Labor promised to limit rate increases to CPI, but between March 2015 and March 2018 the CPI has gone up by 6.9 per cent. Rates in the same period are up by 11 per cent, almost twice CPI.

Promise delivered? I do not think so.

Does the so-called rate cap cover all council charges? Apparently not. During the recent estimates hearings the Minister for Local Government confirmed that assistance given to local councils to help with recycling arrangements would expire on 30 June. No more money will be forthcoming.

From 1 July councils will have the opportunity, in the words of the bureaucracy, to ‘reset charges’. In my language that is a rate hike, but apparently it will not be a rate hike because waste charges, according to the government, are not rates.

Whether it is a rate or whether it is a charge, it is still a tax, and it comes out of the pockets of long-suffering ratepayers.
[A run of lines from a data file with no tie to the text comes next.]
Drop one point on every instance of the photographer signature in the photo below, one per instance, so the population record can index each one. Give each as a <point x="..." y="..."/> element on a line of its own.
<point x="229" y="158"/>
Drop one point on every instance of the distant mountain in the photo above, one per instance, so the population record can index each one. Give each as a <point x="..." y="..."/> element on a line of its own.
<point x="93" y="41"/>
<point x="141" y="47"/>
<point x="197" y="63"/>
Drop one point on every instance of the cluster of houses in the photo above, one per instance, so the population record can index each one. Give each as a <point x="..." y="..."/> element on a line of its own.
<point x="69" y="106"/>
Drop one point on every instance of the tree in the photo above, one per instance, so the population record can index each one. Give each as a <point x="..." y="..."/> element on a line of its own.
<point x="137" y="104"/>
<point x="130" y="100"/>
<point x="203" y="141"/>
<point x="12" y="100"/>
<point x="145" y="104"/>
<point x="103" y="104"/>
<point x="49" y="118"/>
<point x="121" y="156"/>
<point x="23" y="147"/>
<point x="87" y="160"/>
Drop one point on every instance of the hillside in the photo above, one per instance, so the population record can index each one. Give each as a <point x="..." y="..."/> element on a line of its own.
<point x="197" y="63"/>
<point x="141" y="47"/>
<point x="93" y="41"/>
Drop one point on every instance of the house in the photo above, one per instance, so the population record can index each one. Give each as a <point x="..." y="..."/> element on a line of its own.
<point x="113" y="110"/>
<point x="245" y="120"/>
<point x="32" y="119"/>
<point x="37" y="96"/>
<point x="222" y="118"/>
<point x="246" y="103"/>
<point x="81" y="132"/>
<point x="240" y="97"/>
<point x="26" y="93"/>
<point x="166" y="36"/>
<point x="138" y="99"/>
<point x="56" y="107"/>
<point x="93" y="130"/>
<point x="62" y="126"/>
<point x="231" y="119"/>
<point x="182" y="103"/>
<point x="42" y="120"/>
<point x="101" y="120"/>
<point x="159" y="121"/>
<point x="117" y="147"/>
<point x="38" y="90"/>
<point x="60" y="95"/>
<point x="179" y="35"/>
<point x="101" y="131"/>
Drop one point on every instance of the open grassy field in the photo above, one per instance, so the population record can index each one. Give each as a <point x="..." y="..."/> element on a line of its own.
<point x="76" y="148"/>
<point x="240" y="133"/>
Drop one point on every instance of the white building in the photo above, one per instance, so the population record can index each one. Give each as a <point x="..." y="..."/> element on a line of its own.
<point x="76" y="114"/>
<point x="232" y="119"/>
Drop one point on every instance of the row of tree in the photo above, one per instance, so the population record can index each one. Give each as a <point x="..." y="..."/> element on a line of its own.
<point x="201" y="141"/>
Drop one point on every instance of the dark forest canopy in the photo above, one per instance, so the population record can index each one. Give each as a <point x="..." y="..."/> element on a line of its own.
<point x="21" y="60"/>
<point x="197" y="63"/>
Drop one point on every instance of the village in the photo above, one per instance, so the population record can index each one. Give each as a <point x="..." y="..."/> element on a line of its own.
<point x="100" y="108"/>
I do not blame councils, and I understand they are the meat in the sandwich. They have been left out to dry by this government, forced to rely on an export market because of this government’s failure to encourage local reprocessing of recyclables.

That is why households and businesses pay a tax of $64.30 a tonne to encourage appropriate local responses to resource recovery. The government is happy to take the tax but to give nothing in return.

That is a promise they did not make, but it is one I guarantee they will keep.